Now, I want to underscore that we understand that while the phasedown amendment is a critical piece of the climate puzzle, it doesn’t mean it’s going to be easy to implement. It’s going to require a concerted effort and everybody knows that. But as I said during the last round of negotiations in Vienna, the reason the Montreal Protocol has been so successful is because cooperation is at its core. Under its provisions, no country is or has ever been expected to go it alone. That is why the multilateral fund exists; to assist countries in implementing their obligations. And today, I am pleased to announce that if an ambitious amendment is concluded in Kigali, the United States and other donor countries intend to contribute an additional $27 million to the multilateral fund in 2017 alone as extra support for the amendment’s implementation.

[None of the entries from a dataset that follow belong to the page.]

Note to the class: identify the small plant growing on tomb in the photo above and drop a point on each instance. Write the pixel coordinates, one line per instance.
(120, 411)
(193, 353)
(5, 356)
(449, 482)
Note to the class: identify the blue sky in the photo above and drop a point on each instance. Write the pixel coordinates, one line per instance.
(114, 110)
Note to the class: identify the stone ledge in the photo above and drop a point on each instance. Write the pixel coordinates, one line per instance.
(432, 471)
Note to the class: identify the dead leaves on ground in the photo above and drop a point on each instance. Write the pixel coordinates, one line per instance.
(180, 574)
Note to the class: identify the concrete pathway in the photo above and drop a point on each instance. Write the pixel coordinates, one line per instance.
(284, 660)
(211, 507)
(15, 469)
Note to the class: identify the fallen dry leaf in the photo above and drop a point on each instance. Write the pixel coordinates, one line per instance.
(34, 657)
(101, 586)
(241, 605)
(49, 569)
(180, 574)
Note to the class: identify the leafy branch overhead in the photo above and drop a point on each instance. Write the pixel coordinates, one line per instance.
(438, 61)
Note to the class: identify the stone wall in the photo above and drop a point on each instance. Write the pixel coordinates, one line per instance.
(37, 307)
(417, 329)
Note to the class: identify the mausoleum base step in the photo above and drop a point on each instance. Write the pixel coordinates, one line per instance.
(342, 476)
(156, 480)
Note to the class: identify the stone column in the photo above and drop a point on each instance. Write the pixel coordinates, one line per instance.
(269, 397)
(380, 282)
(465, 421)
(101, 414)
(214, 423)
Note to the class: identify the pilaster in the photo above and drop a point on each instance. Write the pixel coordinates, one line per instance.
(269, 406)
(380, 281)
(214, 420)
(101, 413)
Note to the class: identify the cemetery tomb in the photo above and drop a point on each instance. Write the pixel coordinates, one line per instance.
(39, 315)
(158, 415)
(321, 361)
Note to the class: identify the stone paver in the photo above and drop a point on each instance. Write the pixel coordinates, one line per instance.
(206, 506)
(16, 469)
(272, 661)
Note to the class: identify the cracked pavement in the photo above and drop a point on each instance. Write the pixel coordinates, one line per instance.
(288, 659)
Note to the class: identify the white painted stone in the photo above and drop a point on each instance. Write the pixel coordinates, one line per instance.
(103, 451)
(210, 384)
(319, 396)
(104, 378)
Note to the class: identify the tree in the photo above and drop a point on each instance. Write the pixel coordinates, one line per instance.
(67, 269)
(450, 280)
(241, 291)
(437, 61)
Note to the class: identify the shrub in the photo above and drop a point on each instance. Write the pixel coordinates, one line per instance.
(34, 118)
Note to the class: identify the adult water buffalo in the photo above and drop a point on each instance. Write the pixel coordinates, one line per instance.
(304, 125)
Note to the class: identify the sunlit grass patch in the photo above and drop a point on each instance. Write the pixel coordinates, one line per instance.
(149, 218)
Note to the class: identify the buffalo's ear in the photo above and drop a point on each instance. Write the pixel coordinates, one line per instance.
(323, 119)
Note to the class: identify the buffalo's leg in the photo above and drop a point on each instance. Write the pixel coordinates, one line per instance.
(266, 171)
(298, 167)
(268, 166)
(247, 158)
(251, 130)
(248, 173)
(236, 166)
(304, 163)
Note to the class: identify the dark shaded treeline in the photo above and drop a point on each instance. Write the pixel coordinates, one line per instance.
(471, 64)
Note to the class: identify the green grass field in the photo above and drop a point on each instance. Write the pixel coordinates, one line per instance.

And because we all recognize that governments alone will not solve this challenge, nearly 20 donors from the philanthropic community are today announcing that they will complement these funds to the tune of more than $50 million. Now, this money will be targeted at helping countries that need assistance with the phasedown to be able to expand their energy efficiency and thus expand their economic savings.
And so, I just emphasize to everybody this is public-private partnership at its best. And this is also the developed countries, the larger nations, understanding the responsibility to help other countries be able to make it work.
So, that’s the reason I’m confident that together we’re going to achieve what this moment demands. And provided we do, if the nations of the world join together to fulfill the commitment that we’ve made, then we can leave Kigali with an ambitious amendment to phase down the use and production of HFCs and we will make a huge step, again, to move closer to the goal that we set in Paris, and most importantly, to honor our moral responsibility to protect the health and the livability of the planet that we share.
Now, I would like to invite my friend and fellow minister, Susana Malcorra if she would come up to the stage for her remarks. Thank you all very much. (Applause.)